Plaintiff primarily relies on Arnstein v. Porter, 154 F.2d 464 (2d Cir. 1946) to support her claim that the trial court should not have granted summary judgment. Arnstein, which held that a grant of summary judgment is improper whenever there is the slightest doubt as to the facts, is no longer good law. Heyman v. Commerce & Industry Insurance Co., 524 F.2d 1317, 1319 (2d Cir. 1972). Recent decisions indicate that once the moving party has properly supported his summary judgment motion, the nonmoving party must rebut with “significant probative” evidence. See First National Bank of Arizona v. Cities Service Co., 391 U.S. 253, 290, 88 S. Ct. 1575, 20 L. Ed. 2d 569 (1968); Munoz v. International Alliance, 563 F.2d 205, 214 (5th Cir. 1977).
In this case we find that the defendant properly supported its motion for summary judgment. It showed that there was no genuine issue of fact on either access or striking similarity. The plaintiff offered no probative evidence in rebuttal. In such a case the Federal Rules of Civil Procedure provide that summary judgment is proper.
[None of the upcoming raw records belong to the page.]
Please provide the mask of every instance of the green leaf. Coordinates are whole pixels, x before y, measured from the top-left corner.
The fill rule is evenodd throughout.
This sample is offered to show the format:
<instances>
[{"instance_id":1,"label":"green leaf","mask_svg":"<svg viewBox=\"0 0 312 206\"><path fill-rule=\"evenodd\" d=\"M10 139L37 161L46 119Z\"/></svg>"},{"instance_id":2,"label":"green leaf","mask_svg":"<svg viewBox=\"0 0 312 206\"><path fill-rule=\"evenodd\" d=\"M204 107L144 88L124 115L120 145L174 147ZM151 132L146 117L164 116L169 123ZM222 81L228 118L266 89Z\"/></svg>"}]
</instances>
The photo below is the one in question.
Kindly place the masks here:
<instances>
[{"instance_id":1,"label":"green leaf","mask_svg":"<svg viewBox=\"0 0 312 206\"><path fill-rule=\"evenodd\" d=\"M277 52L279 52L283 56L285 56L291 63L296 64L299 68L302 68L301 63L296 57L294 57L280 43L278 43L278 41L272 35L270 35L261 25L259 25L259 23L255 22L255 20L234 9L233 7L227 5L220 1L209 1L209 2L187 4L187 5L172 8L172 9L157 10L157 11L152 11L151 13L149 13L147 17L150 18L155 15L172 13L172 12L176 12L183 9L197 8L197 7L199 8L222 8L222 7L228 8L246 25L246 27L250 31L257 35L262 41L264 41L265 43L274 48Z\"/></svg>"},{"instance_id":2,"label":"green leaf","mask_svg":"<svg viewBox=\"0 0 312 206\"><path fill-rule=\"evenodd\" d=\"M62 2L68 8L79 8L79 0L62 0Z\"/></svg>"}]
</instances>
F.R.Civ.P. 56.
We wish to add that we are sensitive to the plaintive note in the plaintiff’s complaint. Notwithstanding the result of this opinion, a court must feel great sympathy for the symphonic trials of our creative pleader. We know it is slight consolation that in this case the plaintiff’s song has finally come out in a judicial record. But even indulging every permissible inference in favor of the plaintiff’s affidavit to support what she must establish under the law, what the affidavit purports still falls far short of musicological Bach-like proportions. In truth the plaintiff fails to establish mimicry. A few notes do not a song make. Jeannie Michele simply did not, in this case, negotiate the obstacles in Tin Pan Alley. Of course, a copyright plaintiff need not establish a measure for a measure, but her proof must have some musical measurability. The evidence here shows that Jeannie Michele had precursors and predecessors and access was negated. It is not enough to place two works back to back, if both track their ancestries back to Bach.
For these reasons we hold that the district court correctly granted the defendant’s motion for summary judgment.
1 Williams is an accomplished musician. He has composed, arranged, and directed the music for more than thirty motion pictures including Jaws, Earthquake, Poseidon Adventure, and Fiddler on the Roof. In 1972 he received the Academy Award for his musical arrangements in Fiddler on the Roof.